Problems with CAP, and Yahoo’s little known NoSQL system

ryanobjc · on April 15, 2015

Classic blog from 2010. The idea didn't catch on however, and no one uses these terms. PNUTS is still completely closed source inside Yahoo -- this is because PNUTS depends on an internal queuing system.

As for YCSB, it's commonly references and is easily available on github. It hasn't changed much lately, and now with tools like jepsen that focus on correctness as well as performance, YCSB is no longer the preferred testing tool.

anonetal · on April 15, 2015

I agree, and I wish the concepts here were more widely adopted. Many people seem to equate low-consistency modes (offered by Dynamo/Cassandra etc) with CAP and guaranteeing availability in presence of network partitions. In practice, network partitions seems much less of a concern and the low-consistency modes are really needed to get reasonable performance/latency instead.

ryanobjc · on April 15, 2015

The concept listed in here is either (a) too complex or (b) not complete enough to provide a full rich mental model.

CAP was highly successful because it fits in with an existing meme - 3 things, you can only get 2 of them. It's simple, and easy to apply in a trivial fashion.

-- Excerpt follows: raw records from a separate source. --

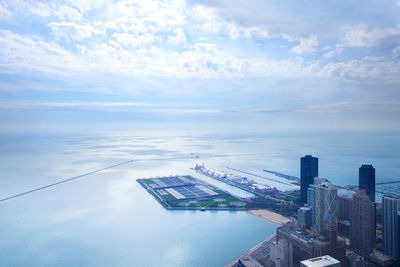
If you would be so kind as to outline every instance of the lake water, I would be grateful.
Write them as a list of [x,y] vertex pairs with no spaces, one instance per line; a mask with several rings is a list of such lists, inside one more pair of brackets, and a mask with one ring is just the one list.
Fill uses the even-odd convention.
[[[277,225],[246,212],[167,211],[137,178],[189,174],[248,197],[190,168],[204,163],[225,171],[268,176],[262,172],[267,168],[298,176],[299,158],[313,154],[320,158],[320,176],[335,183],[356,184],[364,163],[372,163],[377,180],[386,181],[399,177],[399,143],[397,135],[1,135],[1,198],[126,160],[143,161],[0,202],[0,265],[221,266]],[[191,153],[199,158],[145,160]],[[263,154],[213,157],[240,153]]]

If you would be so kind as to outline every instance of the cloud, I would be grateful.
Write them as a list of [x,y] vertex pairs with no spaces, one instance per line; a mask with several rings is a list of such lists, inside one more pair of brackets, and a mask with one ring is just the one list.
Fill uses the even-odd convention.
[[168,43],[171,45],[181,45],[186,44],[186,35],[182,29],[175,29],[173,31],[174,35],[168,36]]
[[11,12],[2,4],[0,4],[0,20],[6,20],[11,17]]
[[48,26],[56,38],[76,41],[91,37],[93,34],[101,33],[100,29],[90,24],[78,24],[74,22],[51,22]]
[[69,6],[60,6],[54,13],[62,20],[79,21],[82,19],[82,14],[75,8]]
[[130,33],[113,33],[112,37],[118,43],[131,47],[149,46],[155,41],[154,36],[148,33],[141,34],[139,36],[134,36]]
[[86,69],[72,52],[55,42],[0,30],[0,72],[39,71],[65,74]]
[[293,47],[290,51],[297,54],[312,53],[318,47],[318,38],[312,35],[309,38],[300,38],[300,44]]
[[371,28],[358,25],[346,32],[339,46],[374,47],[384,42],[400,43],[400,25],[388,28]]

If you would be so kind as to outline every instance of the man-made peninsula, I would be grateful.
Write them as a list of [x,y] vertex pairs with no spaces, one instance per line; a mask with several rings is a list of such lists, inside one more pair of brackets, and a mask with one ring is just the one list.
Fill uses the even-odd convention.
[[166,209],[248,210],[250,204],[191,176],[137,179]]

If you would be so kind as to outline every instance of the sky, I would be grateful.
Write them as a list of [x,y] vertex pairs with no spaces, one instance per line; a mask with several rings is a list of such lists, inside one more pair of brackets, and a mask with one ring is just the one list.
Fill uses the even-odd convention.
[[399,0],[0,0],[0,132],[398,131]]

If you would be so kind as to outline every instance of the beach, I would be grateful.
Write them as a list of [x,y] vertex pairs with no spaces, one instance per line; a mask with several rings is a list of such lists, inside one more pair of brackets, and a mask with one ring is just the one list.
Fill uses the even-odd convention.
[[266,209],[249,210],[248,212],[264,220],[268,220],[279,225],[283,225],[290,221],[289,218]]

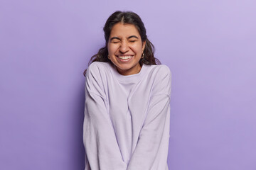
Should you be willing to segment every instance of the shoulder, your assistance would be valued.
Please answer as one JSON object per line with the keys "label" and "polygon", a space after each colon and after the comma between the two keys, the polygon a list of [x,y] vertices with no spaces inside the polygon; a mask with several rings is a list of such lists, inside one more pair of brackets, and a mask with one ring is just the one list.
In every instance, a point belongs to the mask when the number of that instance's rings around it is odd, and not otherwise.
{"label": "shoulder", "polygon": [[165,94],[170,96],[171,72],[166,65],[147,66],[149,72],[146,80],[151,82],[152,93]]}
{"label": "shoulder", "polygon": [[110,63],[102,62],[94,62],[87,69],[86,76],[89,75],[98,75],[105,74],[109,70]]}

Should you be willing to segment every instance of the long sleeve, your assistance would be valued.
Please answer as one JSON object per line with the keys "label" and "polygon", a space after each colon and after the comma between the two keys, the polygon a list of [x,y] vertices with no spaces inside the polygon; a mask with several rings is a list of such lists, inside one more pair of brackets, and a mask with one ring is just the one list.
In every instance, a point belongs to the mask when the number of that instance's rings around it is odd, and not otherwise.
{"label": "long sleeve", "polygon": [[171,72],[163,67],[127,170],[166,170],[169,139]]}
{"label": "long sleeve", "polygon": [[118,147],[107,100],[99,68],[91,64],[86,74],[83,126],[85,164],[90,168],[85,169],[124,170],[127,167]]}

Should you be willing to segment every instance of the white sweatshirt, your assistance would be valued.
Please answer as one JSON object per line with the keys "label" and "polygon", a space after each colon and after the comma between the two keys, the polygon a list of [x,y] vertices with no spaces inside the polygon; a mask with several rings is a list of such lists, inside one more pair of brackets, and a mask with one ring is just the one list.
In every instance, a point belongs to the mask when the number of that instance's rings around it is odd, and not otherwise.
{"label": "white sweatshirt", "polygon": [[165,65],[129,76],[108,62],[89,66],[85,170],[168,170],[171,77]]}

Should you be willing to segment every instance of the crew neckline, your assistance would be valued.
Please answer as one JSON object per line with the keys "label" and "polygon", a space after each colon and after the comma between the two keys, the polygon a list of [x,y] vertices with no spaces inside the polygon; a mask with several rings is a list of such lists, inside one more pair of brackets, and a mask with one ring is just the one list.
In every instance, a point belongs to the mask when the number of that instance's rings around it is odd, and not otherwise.
{"label": "crew neckline", "polygon": [[131,74],[131,75],[122,75],[119,74],[116,68],[116,66],[109,63],[110,65],[110,71],[112,73],[113,76],[120,81],[125,82],[125,81],[139,81],[143,76],[144,75],[147,65],[142,64],[142,69],[139,73]]}

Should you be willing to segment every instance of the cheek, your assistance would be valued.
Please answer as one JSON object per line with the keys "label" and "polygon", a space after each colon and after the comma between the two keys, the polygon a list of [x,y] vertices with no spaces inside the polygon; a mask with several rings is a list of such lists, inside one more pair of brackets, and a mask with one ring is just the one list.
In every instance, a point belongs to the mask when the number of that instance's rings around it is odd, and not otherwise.
{"label": "cheek", "polygon": [[142,45],[132,45],[131,49],[136,52],[142,52]]}
{"label": "cheek", "polygon": [[107,50],[109,52],[109,54],[113,54],[118,50],[118,47],[117,45],[110,45],[107,46]]}

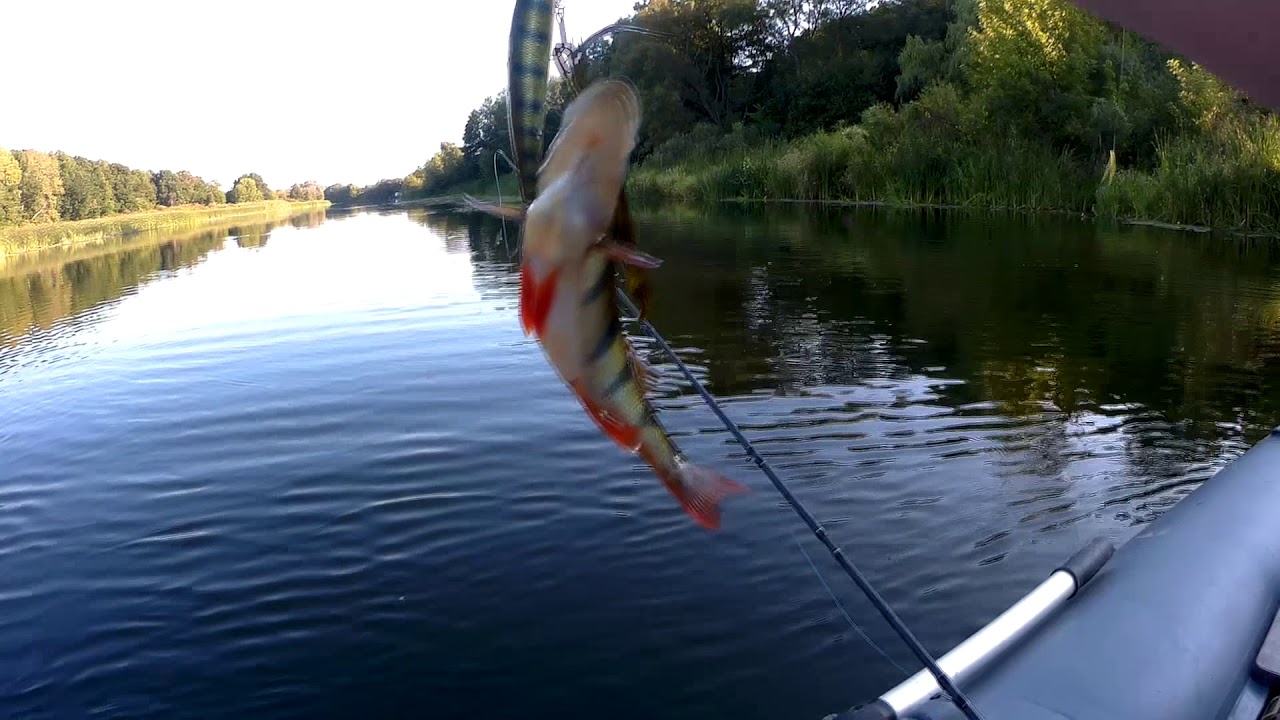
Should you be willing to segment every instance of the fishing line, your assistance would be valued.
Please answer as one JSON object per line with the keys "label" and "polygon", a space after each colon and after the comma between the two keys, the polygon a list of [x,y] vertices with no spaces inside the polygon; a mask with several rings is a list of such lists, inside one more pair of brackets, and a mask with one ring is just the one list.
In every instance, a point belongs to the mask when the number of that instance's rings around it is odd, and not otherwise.
{"label": "fishing line", "polygon": [[804,548],[804,544],[800,543],[800,538],[797,538],[795,533],[791,533],[791,539],[795,541],[796,547],[800,548],[800,555],[804,555],[804,559],[809,561],[809,568],[813,568],[813,574],[818,575],[818,582],[822,583],[822,587],[827,588],[827,594],[829,594],[831,601],[836,603],[836,609],[840,610],[840,614],[845,616],[845,620],[849,620],[849,626],[852,628],[855,633],[861,635],[863,639],[867,641],[867,644],[869,644],[872,650],[878,652],[881,657],[888,660],[890,665],[897,667],[899,671],[901,671],[904,675],[910,676],[911,674],[906,671],[906,667],[899,665],[896,660],[890,657],[888,652],[886,652],[884,648],[877,644],[876,641],[870,638],[870,635],[868,635],[861,628],[858,626],[858,623],[854,623],[852,616],[850,616],[849,611],[845,610],[845,603],[840,602],[840,598],[836,596],[836,591],[831,589],[831,585],[827,584],[827,578],[822,577],[822,570],[818,570],[818,565],[813,561],[813,556],[809,555],[809,551]]}
{"label": "fishing line", "polygon": [[902,638],[902,642],[905,642],[908,647],[911,648],[911,653],[914,653],[915,657],[929,670],[929,674],[933,675],[933,679],[937,680],[938,687],[942,688],[942,691],[950,697],[951,702],[955,703],[956,708],[959,708],[960,712],[963,712],[964,716],[968,717],[969,720],[982,720],[982,715],[978,714],[978,710],[974,708],[974,706],[969,702],[969,698],[964,694],[964,692],[961,692],[960,688],[956,687],[956,684],[951,680],[951,678],[948,678],[947,674],[943,673],[941,667],[938,667],[937,661],[933,660],[933,656],[929,655],[929,651],[925,650],[923,644],[920,644],[920,641],[918,641],[914,634],[911,634],[911,630],[906,626],[905,623],[902,623],[902,620],[897,616],[897,614],[893,612],[893,609],[890,607],[887,602],[884,602],[884,598],[881,597],[881,594],[870,584],[867,577],[863,575],[861,570],[859,570],[852,564],[852,561],[849,560],[849,557],[845,555],[845,551],[841,550],[840,546],[837,546],[831,539],[831,537],[827,534],[827,529],[822,527],[820,523],[818,523],[818,520],[813,516],[813,514],[809,512],[809,509],[805,507],[803,502],[800,502],[800,498],[797,498],[795,495],[791,493],[791,488],[788,488],[787,484],[782,480],[782,478],[780,478],[777,473],[773,471],[773,466],[769,465],[768,460],[765,460],[764,456],[756,452],[755,447],[751,445],[751,441],[746,439],[746,436],[744,436],[742,430],[737,428],[737,424],[733,423],[733,420],[731,420],[730,416],[724,414],[719,404],[716,402],[716,398],[712,397],[709,392],[707,392],[707,388],[703,387],[703,383],[700,383],[698,378],[694,375],[692,370],[690,370],[689,366],[685,365],[685,361],[681,360],[678,355],[676,355],[676,351],[671,348],[671,345],[667,343],[666,338],[663,338],[662,334],[658,333],[658,329],[654,328],[649,320],[641,320],[640,309],[636,307],[635,302],[632,302],[631,299],[627,297],[627,293],[621,287],[617,290],[618,290],[618,299],[622,301],[623,305],[626,305],[627,310],[630,310],[631,314],[635,315],[636,322],[640,323],[641,329],[644,329],[645,333],[649,337],[652,337],[659,346],[662,346],[663,351],[671,356],[676,366],[680,368],[680,372],[685,374],[685,378],[687,378],[690,384],[694,386],[694,389],[698,391],[698,395],[700,395],[703,397],[703,401],[707,402],[707,406],[710,407],[712,413],[714,413],[717,418],[719,418],[721,423],[724,424],[724,428],[730,432],[730,434],[732,434],[733,438],[737,439],[737,443],[742,446],[742,450],[746,451],[748,457],[750,457],[755,462],[755,466],[759,468],[760,471],[764,473],[767,478],[769,478],[769,482],[773,483],[773,487],[774,489],[778,491],[778,495],[781,495],[783,500],[786,500],[791,505],[791,509],[796,511],[796,515],[800,515],[800,519],[804,520],[805,525],[809,525],[809,529],[813,532],[814,536],[818,537],[819,541],[822,541],[822,544],[827,547],[827,550],[831,552],[831,556],[836,559],[836,562],[845,571],[845,574],[849,575],[849,578],[854,580],[854,583],[859,587],[859,589],[861,589],[863,593],[867,594],[867,600],[872,601],[872,605],[876,606],[876,610],[878,610],[879,614],[884,618],[884,620],[893,628],[893,630],[897,632],[899,637]]}
{"label": "fishing line", "polygon": [[[520,173],[520,168],[517,168],[516,164],[511,161],[511,158],[507,158],[507,154],[503,152],[502,149],[494,150],[494,152],[493,152],[493,186],[498,190],[498,205],[500,206],[502,205],[502,181],[498,178],[498,155],[502,155],[502,159],[507,161],[507,167],[511,168],[512,172],[515,172],[515,173],[518,174]],[[507,250],[507,259],[511,260],[511,246],[507,245],[507,217],[506,215],[502,215],[502,246]]]}

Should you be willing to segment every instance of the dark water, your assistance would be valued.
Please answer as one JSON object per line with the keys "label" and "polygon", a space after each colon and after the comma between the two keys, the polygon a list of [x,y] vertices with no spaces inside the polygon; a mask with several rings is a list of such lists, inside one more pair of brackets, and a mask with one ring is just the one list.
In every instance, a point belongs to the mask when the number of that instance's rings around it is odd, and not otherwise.
{"label": "dark water", "polygon": [[[641,220],[657,325],[937,652],[1280,421],[1265,242]],[[660,419],[754,492],[704,532],[603,438],[513,268],[421,210],[10,263],[0,716],[817,719],[902,675],[797,538],[918,667],[660,355]]]}

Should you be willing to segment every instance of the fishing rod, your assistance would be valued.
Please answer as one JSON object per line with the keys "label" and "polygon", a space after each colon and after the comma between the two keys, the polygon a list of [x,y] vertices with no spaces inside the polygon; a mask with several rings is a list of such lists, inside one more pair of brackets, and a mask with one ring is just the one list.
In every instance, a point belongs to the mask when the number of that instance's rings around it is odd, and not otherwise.
{"label": "fishing rod", "polygon": [[791,488],[787,487],[787,483],[783,482],[782,478],[780,478],[777,473],[773,471],[773,468],[769,465],[769,461],[765,460],[759,452],[756,452],[755,447],[751,445],[751,441],[749,441],[746,436],[742,434],[742,430],[740,430],[737,424],[733,423],[733,420],[731,420],[730,416],[724,414],[719,404],[716,402],[716,398],[712,397],[712,393],[707,392],[707,388],[703,387],[703,383],[699,382],[698,378],[694,375],[692,370],[690,370],[689,366],[685,365],[684,360],[681,360],[680,356],[676,355],[676,351],[672,350],[669,345],[667,345],[666,338],[663,338],[662,334],[658,333],[658,328],[653,327],[653,323],[650,323],[649,320],[640,319],[640,309],[636,307],[635,302],[632,302],[631,299],[627,297],[627,293],[621,287],[617,290],[618,290],[618,300],[621,300],[622,304],[627,307],[627,310],[636,318],[636,320],[640,323],[640,328],[644,329],[649,337],[657,341],[658,345],[662,346],[663,351],[666,351],[667,355],[671,356],[671,359],[676,363],[676,366],[680,368],[680,372],[685,374],[685,378],[687,378],[689,382],[694,386],[694,389],[698,391],[698,395],[703,396],[703,401],[707,402],[707,406],[712,409],[712,413],[714,413],[716,416],[719,418],[721,423],[724,424],[724,428],[728,429],[728,432],[733,436],[733,438],[737,439],[737,443],[742,446],[742,450],[746,451],[748,457],[750,457],[755,462],[755,466],[759,468],[760,471],[764,473],[767,478],[769,478],[769,482],[773,483],[773,487],[778,491],[778,493],[791,505],[791,507],[796,511],[796,514],[800,515],[800,519],[804,520],[805,525],[809,525],[809,529],[813,532],[814,536],[817,536],[819,541],[822,541],[822,544],[827,547],[827,550],[831,552],[832,557],[836,559],[836,562],[845,571],[845,574],[849,575],[850,579],[852,579],[854,583],[858,584],[858,587],[863,591],[867,598],[872,601],[872,605],[876,606],[876,610],[878,610],[879,614],[884,616],[884,620],[893,628],[895,632],[897,632],[899,637],[902,638],[902,642],[905,642],[908,647],[911,648],[911,652],[915,655],[915,657],[919,659],[919,661],[923,662],[925,667],[928,667],[929,673],[937,680],[938,687],[942,688],[943,692],[947,693],[947,696],[950,696],[951,702],[955,703],[955,706],[960,710],[960,712],[963,712],[964,716],[968,717],[969,720],[982,720],[982,715],[978,714],[978,710],[973,706],[973,703],[969,702],[969,698],[965,697],[964,692],[959,687],[956,687],[956,684],[951,680],[951,678],[947,676],[947,674],[942,670],[942,667],[938,666],[937,661],[933,660],[933,656],[929,655],[929,651],[925,650],[923,644],[920,644],[920,641],[918,641],[914,634],[911,634],[911,630],[906,626],[905,623],[902,623],[902,619],[899,618],[896,612],[893,612],[893,609],[888,606],[888,603],[884,601],[883,597],[881,597],[879,592],[877,592],[876,588],[872,585],[870,580],[868,580],[867,577],[863,575],[861,570],[859,570],[854,565],[854,562],[849,560],[849,556],[845,555],[845,551],[841,550],[840,546],[837,546],[831,539],[831,536],[827,534],[827,529],[822,525],[822,523],[819,523],[813,516],[813,514],[809,512],[809,509],[805,507],[803,502],[800,502],[800,498],[792,495]]}

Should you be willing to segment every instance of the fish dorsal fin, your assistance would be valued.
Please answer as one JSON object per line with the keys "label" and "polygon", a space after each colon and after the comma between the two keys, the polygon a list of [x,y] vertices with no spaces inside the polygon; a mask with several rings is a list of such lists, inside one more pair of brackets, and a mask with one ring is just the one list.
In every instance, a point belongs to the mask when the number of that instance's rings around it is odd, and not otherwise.
{"label": "fish dorsal fin", "polygon": [[538,193],[572,176],[572,184],[612,217],[640,132],[640,97],[621,79],[598,82],[564,109],[556,140],[538,170]]}

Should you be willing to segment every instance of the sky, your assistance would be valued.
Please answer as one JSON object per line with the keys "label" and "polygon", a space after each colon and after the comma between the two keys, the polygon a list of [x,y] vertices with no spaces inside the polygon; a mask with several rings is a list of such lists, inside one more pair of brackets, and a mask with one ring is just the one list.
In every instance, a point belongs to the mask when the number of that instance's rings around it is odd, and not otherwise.
{"label": "sky", "polygon": [[[635,0],[564,0],[570,41]],[[513,0],[42,0],[4,10],[0,147],[61,150],[224,190],[370,184],[461,142],[507,85]],[[216,10],[216,12],[211,12]]]}

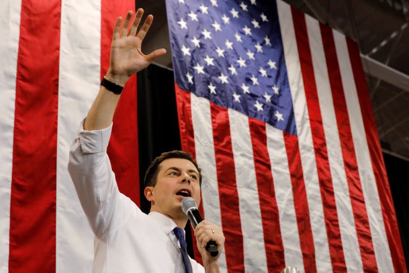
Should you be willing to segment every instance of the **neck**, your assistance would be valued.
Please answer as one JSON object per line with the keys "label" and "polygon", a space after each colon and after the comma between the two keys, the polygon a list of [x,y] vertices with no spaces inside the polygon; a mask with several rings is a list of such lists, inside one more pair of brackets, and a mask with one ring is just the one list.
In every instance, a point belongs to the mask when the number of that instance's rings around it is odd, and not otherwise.
{"label": "neck", "polygon": [[163,214],[174,222],[176,224],[176,225],[184,229],[185,229],[185,227],[186,226],[186,224],[188,222],[188,216],[185,214],[183,212],[181,211],[181,210],[180,210],[180,212],[177,212],[175,213],[171,214],[161,211],[159,209],[157,209],[155,207],[152,206],[150,208],[150,212],[156,212],[157,213]]}

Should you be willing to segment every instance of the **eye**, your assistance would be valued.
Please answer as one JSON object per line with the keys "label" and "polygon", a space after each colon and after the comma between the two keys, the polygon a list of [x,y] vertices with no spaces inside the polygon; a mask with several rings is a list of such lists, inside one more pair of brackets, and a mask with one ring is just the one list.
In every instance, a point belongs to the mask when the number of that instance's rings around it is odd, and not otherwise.
{"label": "eye", "polygon": [[195,175],[191,175],[190,176],[190,178],[193,179],[194,180],[195,180],[197,179],[197,177],[196,177],[196,176]]}

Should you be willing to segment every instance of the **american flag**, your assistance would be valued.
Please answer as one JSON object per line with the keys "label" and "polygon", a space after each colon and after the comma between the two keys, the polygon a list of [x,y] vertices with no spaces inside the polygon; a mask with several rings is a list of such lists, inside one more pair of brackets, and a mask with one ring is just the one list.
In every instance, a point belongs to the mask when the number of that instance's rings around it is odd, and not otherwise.
{"label": "american flag", "polygon": [[[69,149],[108,68],[115,20],[134,8],[133,0],[2,2],[0,272],[92,271],[94,235]],[[121,191],[139,204],[135,86],[133,77],[121,95],[108,154]]]}
{"label": "american flag", "polygon": [[357,45],[280,0],[166,5],[222,270],[406,271]]}

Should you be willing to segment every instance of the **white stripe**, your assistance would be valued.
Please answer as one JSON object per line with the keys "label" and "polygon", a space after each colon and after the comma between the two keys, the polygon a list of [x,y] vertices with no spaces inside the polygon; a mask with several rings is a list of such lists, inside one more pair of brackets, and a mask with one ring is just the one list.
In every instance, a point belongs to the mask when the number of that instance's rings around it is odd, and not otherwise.
{"label": "white stripe", "polygon": [[274,181],[274,192],[280,215],[280,228],[284,248],[285,265],[294,266],[300,272],[304,272],[292,185],[283,131],[267,124],[266,134],[267,149]]}
{"label": "white stripe", "polygon": [[6,1],[0,10],[0,272],[8,272],[13,168],[13,139],[21,1]]}
{"label": "white stripe", "polygon": [[339,32],[333,31],[333,33],[378,270],[379,272],[393,272],[392,259],[387,239],[378,188],[369,154],[347,41],[345,36]]}
{"label": "white stripe", "polygon": [[316,269],[319,272],[328,273],[332,272],[332,267],[292,16],[287,4],[278,0],[277,7],[308,201]]}
{"label": "white stripe", "polygon": [[342,151],[320,25],[317,20],[309,15],[306,15],[306,21],[345,263],[348,272],[361,272],[363,268],[359,245],[341,156]]}
{"label": "white stripe", "polygon": [[267,272],[259,192],[248,118],[229,109],[246,272]]}
{"label": "white stripe", "polygon": [[70,146],[100,89],[101,3],[61,3],[56,272],[91,272],[94,236],[67,171]]}
{"label": "white stripe", "polygon": [[[217,183],[216,158],[213,143],[213,130],[210,113],[210,103],[204,98],[191,93],[192,122],[195,137],[196,159],[202,169],[203,181],[201,196],[203,198],[203,217],[212,223],[221,226],[219,186]],[[224,249],[219,258],[220,270],[227,272]]]}

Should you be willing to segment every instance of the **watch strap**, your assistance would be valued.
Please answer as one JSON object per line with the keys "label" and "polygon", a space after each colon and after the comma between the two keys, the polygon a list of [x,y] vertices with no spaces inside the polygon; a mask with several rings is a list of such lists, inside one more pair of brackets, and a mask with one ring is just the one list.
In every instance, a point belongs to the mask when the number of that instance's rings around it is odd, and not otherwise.
{"label": "watch strap", "polygon": [[106,88],[108,91],[110,91],[117,95],[120,95],[122,93],[122,90],[124,90],[123,86],[121,86],[115,82],[108,80],[105,77],[102,79],[101,85]]}

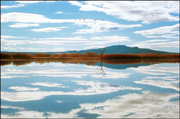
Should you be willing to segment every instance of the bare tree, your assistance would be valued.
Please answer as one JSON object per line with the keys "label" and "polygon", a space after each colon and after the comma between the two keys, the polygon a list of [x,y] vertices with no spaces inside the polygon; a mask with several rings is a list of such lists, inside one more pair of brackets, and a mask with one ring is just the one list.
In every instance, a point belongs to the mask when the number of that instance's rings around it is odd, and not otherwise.
{"label": "bare tree", "polygon": [[100,54],[100,57],[101,57],[101,70],[100,70],[100,73],[103,73],[103,76],[104,76],[104,75],[105,75],[105,72],[104,72],[102,66],[103,66],[103,54],[104,54],[104,52],[105,52],[105,48],[97,49],[96,52],[97,52],[98,54]]}
{"label": "bare tree", "polygon": [[102,57],[103,57],[103,54],[105,52],[105,48],[97,49],[96,52],[101,55],[101,61],[102,61]]}

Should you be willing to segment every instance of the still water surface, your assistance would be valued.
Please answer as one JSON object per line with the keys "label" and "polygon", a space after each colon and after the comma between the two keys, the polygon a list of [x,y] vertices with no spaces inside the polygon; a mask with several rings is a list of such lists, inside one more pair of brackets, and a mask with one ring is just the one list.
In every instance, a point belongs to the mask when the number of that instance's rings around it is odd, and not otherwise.
{"label": "still water surface", "polygon": [[2,118],[179,118],[179,63],[1,66]]}

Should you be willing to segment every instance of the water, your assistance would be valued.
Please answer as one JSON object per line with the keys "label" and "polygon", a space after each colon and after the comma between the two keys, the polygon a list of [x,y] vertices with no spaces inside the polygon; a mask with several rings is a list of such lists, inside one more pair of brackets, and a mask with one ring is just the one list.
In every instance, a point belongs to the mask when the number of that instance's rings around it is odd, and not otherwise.
{"label": "water", "polygon": [[179,118],[179,63],[1,66],[2,118]]}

But CAP theorem doesn't have enough "meat" as an engineering analysis, and doesn't guide your system design. Yes there's a proof, but it doesn't tell you how to balance the 3 concepts and how to directly compare system designs.

The thing is that as a descriptive model of how an entire distributed database works, CAP just aint enough. That's why blog posts like https://aphyr.com/posts/313-strong-consistency-models and concepts of 'linearizability' are very useful.

alexnewman · on April 16, 2015

Having implemented and used multiple consistent coordination systems: Raft+ in c5 (I helped write), Single Decree Paxos via DConE at WanDISCO and timeline consistent implementations via HBase, I have to say the academics miss that the devil is in the implementation details. We all focus on high level things like CAP (although FLP is what real hard core academics care about) when system details like how you can aggregate fsyncs, system pauses (Especially with GC) and how you integrate your coordination system into the larger system play a much larger role in overall system latency. The coordination posture is a minor detail when compared to GC issues. Now I know what you are going to say, "He's not an academic". He ran a real DB company. I totally disagree. The DB community in general focuses on the wrong thing. That's true in Hadoop, it's true with cassandra, and I would bet that it's true at google as well.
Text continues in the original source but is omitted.